不仅如此,作为儿媳她还仔细问过公婆的生忌死忌,打算届时好好祭拜供奉,而裴郎也回答过确切的日期啊……
真是难以言喻!
现在她的心情与其说是被骗之后感到不舒服,甚至愤怒,不如说……大大的费解。
明明有爹娘,却说他们死了,世上哪有人这样咒自己的父母?
靳晓心头五味杂陈,再一看自己的夫君,竟然还是四平八稳的样子,让人气不打一处来。
一开始喜欢上他,有一个原因就是他看起来总是温文尔雅泰然自若,像是没什么事情能困扰他、能让他皱一皱眉头。
这样的人在这世道里实在太难得,谁都不喜欢活在乌云之下,情绪稳定的人给人,特别是给失去记忆无着无落的靳晓极大的安全感。
可现在……根本不敢深想。
气氛就这样凝住,他们之间还从未有过这般冷场的时候。
裴昱掀开帘子去点烛台,靳晓不知他此时沉默是否在给她冷静的时间,视线随着他的动势而缓缓游走,目及他背上的伤,心里头忽然揪了一下。
呼吸也跟着沉重几分,不可否认的是,她有点心疼,想知道是怎么回事,但一想到自己被他蒙在鼓里这么久,就特别不愿意主动提及这伤,不想叫他知道她关心他。
因此,语气也算不得好:“也就是说,这里不是你的家?”
“是,也不是。

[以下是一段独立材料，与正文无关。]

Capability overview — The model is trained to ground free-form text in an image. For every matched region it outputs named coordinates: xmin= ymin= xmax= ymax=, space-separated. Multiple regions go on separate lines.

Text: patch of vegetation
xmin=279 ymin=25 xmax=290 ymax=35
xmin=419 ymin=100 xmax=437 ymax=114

”他道:“清潭苑是我少时读书的院子。自四岁开蒙,数年间我都是一个人在此起居。”
靳晓啊了声,“那公公婆婆呢?”
“父亲常年带兵打仗,兄长先天迟滞,比我更需要母亲的照顾。”
“那,那也不用分开住啊。”靳晓知道大户人家常常有不止一处房屋田地,而子孙未成家之前都是住在一块儿的,这也是她心里有点不舒服的原因,他有爹娘却没带她去拜见,就好像没有被人完全认可。